Le Blog « nos voisins lointains 3.11 » rapporte le témoignage de Katsumi HASEGAWA :

Le monde n’est pas aussi indulgent que les gens le pensent.
Moi qui suis un des fondateurs de l’Association nationale des réfugiés pour revendiquer « le droit de déplacement » (« Hinan no kenri » wo motomeru zenkoku hinansha no kai ), je suis traité comme la honte de la famille par mes proches à Fukushima.
Ma belle-mère se fait petite.
Je suis peiné pour elle.
Il y a quelque chose qui ne va pas…
Au fond, c’est « la manière d’être de notre Nation » qui est fausse.

Le gouvernement aurait versé plus de 16 milliards de yens pour faire accepter le MOx

Selon un enquête de l’agence de presse jiji, reprise par le Japan Times, le gouvernement aurait distribué plus de 16,2 milliards de yens (127 millions d’euros) en soutien aux pouvoirs locaux pour qu’ils acceptent que du combustible MOx soit utilisé dans les réacteurs nucléaires.

Jusqu’à maintenant, seulement quatre réacteurs ont utilisé du MOx au Japon, dont le n°3 de Fukushima daï-ichi et il était prévu de monter à 16 ou 18 réacteurs. Actuellement, on ne sait même pas si 16 ou 18 réacteurs redémarreront ! Le réacteur n°3 de Takahama, dans la province de Fukui, devrait redémarrer bientôt avec du MOx.

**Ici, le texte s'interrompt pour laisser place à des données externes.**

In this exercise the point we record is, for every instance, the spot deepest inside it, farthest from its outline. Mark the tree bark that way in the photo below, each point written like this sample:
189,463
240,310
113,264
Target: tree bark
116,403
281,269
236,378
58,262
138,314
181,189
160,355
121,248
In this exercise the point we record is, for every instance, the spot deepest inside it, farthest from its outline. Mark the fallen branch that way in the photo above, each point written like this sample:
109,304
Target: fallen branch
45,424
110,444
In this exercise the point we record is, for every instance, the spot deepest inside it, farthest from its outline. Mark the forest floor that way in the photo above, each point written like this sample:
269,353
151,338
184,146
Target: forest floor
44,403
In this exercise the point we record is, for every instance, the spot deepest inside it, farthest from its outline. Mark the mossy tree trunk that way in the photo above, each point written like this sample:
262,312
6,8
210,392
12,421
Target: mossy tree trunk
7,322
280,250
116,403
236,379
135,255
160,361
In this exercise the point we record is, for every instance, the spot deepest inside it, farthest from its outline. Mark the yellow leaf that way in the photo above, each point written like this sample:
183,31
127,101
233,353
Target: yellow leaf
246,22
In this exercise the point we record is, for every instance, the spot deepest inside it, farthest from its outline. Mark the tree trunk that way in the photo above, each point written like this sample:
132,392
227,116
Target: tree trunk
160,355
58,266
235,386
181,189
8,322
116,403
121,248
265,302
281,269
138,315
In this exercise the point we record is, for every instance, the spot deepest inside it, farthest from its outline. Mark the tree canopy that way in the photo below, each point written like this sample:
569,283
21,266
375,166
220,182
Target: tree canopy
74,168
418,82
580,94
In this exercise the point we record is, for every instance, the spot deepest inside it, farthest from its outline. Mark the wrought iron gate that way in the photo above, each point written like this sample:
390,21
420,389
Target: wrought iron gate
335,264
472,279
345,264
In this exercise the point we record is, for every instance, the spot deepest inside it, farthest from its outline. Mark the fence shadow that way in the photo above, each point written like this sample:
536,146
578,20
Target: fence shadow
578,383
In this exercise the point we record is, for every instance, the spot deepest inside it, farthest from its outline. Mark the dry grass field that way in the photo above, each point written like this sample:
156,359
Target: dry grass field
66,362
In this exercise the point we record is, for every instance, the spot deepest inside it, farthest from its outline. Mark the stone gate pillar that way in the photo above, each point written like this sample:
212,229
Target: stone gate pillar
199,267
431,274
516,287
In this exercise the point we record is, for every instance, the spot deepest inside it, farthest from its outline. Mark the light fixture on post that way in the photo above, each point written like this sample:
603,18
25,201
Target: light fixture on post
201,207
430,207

Les provinces de Saga et d’Ehimé auraient reçu environ 6 milliards de yens (47 millions d’euros) chacune. Fukui n’aurait reçu « que » 2,5 milliards de yens (20 millions d’euros), mais devrait à nouveau toucher de l’argent.

Rétropédalage sur la protection sismique des centrales nucléaires

Kyûshû Electric, qui a obtenu une autorisation de redémarrage pour deux de ses réacteurs nucléaires à la centrale de Sendaï à Kagoshima, revient sur ses engagements sur la protection sismique du centre de crise. Avant la mise en service des deux réacteurs, l’exploitant a rapidement construit un bâtiment résistant aux séismes et s’est engagé à en construire un autre plus grand et plus résistant avant la fin de l’année fiscale 2015 (mars 2016) pour y installer le centre de crise et la salle de contrôle de secours. Un tel centre est obligatoire selon le nouveau référentiel de sûreté introduit après la catastrophe de Fukushima.

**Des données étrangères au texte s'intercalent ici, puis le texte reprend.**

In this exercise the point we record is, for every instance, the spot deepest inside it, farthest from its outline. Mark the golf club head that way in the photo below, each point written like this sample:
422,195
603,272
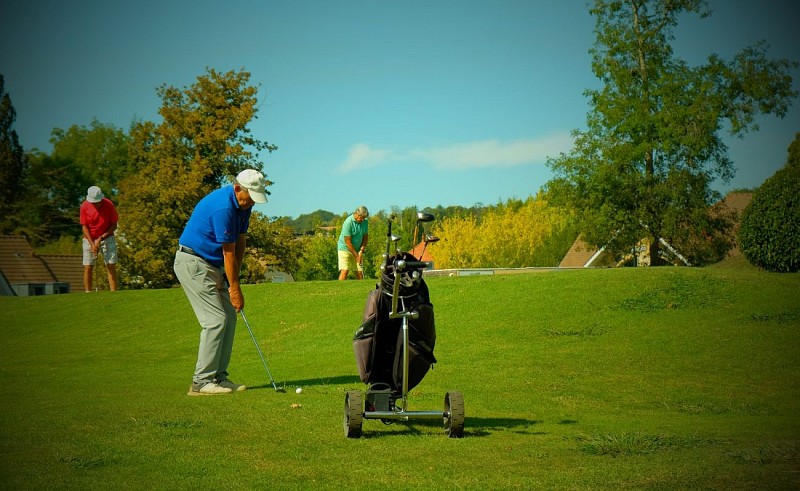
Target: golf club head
424,217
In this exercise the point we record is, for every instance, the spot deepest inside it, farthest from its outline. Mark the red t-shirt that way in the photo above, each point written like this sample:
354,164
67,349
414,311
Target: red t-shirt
98,218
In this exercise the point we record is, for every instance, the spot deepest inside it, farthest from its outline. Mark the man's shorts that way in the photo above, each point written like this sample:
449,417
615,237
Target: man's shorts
108,248
348,262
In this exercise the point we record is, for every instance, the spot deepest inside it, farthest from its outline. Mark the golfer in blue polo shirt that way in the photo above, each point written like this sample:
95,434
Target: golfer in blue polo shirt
207,264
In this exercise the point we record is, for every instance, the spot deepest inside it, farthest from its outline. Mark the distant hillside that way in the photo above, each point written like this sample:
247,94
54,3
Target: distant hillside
308,222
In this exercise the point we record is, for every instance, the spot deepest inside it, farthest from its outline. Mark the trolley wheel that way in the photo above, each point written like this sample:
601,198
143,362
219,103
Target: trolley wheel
353,414
454,414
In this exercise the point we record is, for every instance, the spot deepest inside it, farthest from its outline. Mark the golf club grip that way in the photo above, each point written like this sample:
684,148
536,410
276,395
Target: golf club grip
416,265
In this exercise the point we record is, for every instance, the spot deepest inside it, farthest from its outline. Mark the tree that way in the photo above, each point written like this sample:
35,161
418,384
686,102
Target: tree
769,236
57,183
270,243
513,234
100,152
645,165
202,142
13,167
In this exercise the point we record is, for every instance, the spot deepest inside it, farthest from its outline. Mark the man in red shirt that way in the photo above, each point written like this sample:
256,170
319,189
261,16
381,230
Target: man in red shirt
99,220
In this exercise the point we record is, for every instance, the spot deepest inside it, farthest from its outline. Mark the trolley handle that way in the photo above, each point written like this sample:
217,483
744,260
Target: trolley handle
402,264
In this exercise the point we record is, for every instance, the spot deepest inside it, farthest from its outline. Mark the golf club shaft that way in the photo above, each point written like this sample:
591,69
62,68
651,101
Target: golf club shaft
258,348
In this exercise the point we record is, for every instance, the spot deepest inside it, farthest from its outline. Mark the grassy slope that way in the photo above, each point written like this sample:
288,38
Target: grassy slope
629,378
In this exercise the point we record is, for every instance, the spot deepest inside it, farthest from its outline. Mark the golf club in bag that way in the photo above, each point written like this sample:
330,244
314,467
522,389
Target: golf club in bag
260,354
394,345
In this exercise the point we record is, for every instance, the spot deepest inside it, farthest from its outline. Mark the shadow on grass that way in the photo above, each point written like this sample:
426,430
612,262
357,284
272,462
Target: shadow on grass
337,380
473,427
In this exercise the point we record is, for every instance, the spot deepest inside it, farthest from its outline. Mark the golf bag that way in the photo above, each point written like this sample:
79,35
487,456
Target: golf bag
378,342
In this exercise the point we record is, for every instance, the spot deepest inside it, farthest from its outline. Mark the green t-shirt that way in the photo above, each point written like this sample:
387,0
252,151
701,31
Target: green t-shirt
356,231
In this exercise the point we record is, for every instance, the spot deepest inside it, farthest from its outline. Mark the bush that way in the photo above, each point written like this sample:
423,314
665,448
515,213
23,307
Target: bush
769,235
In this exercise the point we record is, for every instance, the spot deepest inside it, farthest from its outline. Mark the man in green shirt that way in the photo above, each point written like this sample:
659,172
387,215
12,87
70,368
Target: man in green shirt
353,242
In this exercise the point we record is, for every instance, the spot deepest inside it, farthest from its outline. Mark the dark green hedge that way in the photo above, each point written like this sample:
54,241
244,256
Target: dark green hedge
769,235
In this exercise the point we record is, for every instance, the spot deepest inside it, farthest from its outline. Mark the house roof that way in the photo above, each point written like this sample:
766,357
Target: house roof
580,252
19,264
66,268
578,255
417,250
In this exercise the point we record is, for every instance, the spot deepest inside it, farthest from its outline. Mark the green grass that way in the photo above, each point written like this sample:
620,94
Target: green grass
642,378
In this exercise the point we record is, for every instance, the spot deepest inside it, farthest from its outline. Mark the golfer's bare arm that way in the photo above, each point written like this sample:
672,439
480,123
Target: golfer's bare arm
229,253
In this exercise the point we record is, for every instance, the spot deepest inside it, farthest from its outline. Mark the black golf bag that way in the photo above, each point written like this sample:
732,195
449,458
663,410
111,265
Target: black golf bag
378,342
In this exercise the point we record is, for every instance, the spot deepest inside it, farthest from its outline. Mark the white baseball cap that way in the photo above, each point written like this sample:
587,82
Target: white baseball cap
253,181
94,195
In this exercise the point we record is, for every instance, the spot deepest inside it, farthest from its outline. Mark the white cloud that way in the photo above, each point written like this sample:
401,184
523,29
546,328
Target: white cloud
463,156
494,153
361,156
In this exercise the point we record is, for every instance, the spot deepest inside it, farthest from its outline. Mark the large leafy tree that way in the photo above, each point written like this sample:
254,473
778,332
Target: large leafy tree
201,143
56,184
644,167
13,167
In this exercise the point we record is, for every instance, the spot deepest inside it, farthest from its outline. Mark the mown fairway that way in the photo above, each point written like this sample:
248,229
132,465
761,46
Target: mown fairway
605,379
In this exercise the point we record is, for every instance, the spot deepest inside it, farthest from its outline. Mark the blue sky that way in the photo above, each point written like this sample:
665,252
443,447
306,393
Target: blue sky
381,103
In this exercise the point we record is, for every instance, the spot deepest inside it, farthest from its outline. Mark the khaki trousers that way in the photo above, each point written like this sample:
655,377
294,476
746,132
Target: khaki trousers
207,291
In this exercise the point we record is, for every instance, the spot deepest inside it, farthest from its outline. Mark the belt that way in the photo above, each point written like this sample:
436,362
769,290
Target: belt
189,250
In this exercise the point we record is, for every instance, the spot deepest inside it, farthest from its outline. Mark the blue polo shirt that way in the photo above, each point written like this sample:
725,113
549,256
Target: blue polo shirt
217,219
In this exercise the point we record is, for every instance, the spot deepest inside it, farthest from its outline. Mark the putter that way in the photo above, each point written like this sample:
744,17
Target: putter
260,354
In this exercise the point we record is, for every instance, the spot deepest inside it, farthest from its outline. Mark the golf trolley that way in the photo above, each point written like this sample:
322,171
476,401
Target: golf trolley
394,344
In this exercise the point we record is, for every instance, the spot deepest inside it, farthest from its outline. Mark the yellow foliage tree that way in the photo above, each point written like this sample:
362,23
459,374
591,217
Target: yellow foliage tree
509,235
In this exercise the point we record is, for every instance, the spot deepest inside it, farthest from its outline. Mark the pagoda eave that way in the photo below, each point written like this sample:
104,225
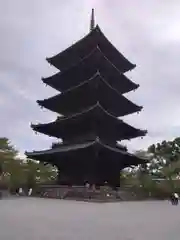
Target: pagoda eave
81,48
95,149
92,91
86,68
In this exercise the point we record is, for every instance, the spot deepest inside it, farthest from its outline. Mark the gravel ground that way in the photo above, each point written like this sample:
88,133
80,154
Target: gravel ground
50,219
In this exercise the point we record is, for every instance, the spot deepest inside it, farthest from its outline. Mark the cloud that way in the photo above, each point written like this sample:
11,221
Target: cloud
147,32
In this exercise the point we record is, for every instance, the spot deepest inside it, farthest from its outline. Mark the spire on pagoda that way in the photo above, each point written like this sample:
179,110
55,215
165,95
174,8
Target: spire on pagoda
92,23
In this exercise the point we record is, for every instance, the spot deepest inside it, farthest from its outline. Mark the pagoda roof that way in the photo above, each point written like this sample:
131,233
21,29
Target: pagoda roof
79,152
94,120
94,90
81,48
86,68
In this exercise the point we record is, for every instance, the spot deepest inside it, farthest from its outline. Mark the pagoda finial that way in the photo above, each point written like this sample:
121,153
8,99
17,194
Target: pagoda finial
92,23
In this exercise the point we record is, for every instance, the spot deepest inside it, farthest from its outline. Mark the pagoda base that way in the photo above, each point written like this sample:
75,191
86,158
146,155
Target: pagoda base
82,193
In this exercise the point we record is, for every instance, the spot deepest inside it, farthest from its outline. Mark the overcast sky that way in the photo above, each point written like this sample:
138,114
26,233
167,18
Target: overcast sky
146,32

2015 est terminée et le nouveau centre n’est pas construit. Pire, l’exploitant y aurait renoncé pour faire des économies et veut, à la place, renforcer le centre existant, qui a obtenu le feu vert de l’Autorité de Régulation Nucléaire, la NRA. Cette dernière a l’impression de s’être fait avoir. Il serait complété d’un autre bâtiment pour héberger les travailleurs en situation d’urgence.

Si un tel renoncement était confirmé, ce serait la porte ouverte à d’autres reculades. Les exploitants japonais semblent rêver à un retour à la situation qui prévalait avant la catastrophe de Fukushima où ils dictaient leurs avis aux autorités.

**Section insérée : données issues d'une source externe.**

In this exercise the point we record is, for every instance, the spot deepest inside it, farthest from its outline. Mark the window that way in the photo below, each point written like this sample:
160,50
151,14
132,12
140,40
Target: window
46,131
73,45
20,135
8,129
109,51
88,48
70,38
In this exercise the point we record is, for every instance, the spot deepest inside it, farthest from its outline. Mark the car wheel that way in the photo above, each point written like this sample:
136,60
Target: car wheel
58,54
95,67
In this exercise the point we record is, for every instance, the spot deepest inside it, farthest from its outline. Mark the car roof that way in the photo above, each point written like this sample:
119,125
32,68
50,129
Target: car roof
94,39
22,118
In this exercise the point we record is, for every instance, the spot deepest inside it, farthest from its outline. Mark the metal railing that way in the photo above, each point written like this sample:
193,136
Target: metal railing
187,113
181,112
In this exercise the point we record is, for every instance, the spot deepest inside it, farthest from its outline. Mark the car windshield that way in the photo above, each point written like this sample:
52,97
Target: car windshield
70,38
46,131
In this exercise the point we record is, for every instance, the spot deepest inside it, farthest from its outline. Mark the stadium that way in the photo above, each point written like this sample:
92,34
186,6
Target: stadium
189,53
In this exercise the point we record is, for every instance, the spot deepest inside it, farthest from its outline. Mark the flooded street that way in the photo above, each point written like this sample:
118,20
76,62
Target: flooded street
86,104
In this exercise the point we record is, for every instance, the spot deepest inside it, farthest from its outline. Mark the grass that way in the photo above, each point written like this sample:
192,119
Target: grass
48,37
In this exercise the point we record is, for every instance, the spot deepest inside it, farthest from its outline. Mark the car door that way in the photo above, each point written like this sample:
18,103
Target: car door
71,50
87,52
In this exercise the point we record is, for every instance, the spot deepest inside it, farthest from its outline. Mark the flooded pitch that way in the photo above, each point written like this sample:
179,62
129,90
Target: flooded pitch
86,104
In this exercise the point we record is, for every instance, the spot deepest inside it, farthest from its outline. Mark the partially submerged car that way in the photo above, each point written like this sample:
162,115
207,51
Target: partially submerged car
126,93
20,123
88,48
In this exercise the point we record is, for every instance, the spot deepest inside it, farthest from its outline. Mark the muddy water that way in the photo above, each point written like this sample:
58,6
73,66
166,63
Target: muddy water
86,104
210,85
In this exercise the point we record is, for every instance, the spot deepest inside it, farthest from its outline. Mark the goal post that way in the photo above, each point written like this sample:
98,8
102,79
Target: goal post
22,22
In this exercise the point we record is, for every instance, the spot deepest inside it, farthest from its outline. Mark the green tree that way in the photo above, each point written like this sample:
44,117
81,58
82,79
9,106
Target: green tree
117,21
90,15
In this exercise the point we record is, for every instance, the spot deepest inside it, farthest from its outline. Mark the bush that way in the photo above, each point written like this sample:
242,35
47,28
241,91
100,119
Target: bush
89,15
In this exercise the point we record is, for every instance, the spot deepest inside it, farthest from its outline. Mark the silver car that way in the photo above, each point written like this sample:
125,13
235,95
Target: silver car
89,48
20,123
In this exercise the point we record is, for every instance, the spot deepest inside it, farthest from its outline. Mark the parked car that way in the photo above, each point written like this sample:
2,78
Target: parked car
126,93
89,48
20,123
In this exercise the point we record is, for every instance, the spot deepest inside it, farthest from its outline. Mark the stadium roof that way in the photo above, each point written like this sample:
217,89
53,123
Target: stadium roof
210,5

Selon l’Asahi, le président de la NRA a paru surpris du renoncement de Kyûshû Electric. Il a expliqué qu’il accepterait bien volontiers tout changement qui conduirait à un renforcement de la sûreté, mais pas à des renoncements qui ont pour seul but de faire des économies. La compagnie va être auditionnée le 26 janvier.

D’autres compagnies d’électricité sont aussi en train de revoir leurs plans concernant ces centres de crise pour 15 réacteurs dans 7 centrales, selon le Maïnichi. Elles avaient initialement prévu d’y installer des structures d’absorption des séismes qui réduisent leurs impacts. Mais il y a peu de données disponibles pour vérifier leur sûreté. Elles vont donc opter pour des bâtiments résistants aux séismes, qui est aussi moins chère. Les réacteurs de Takahama et celui d’Ikata ont obtenu une autorisation de redémarrage sans la structure d’absorption, mais un bâtiment plus résistant. Ce qui importe, c’est que les fonctions de ce bâtiment ne soient pas perdues en cas de fortes secousses et de leurs répliques.

Nouveau règlement européen concernant la contamination des aliments

L’Europe vient de publier le nouveau règlement concernant les niveaux maximum admissibles dans l’alimentation après une catastrophe nucléaire. Rien n’a changé depuis Tchernobyl, si ce n’est il ne fait qu’« étendre aux douze premiers mois de vie l’application de niveaux maximaux admissibles réduits pour les aliments destinés aux nourrissons. »

Les valeurs retenues sont beaucoup plus élevées que ce qui a été fixé au Japon après la catastrophe de Fukushima. Les recommandations du parlement européen ont été ignorées. Voir notre fiche dédiée à ce sujet.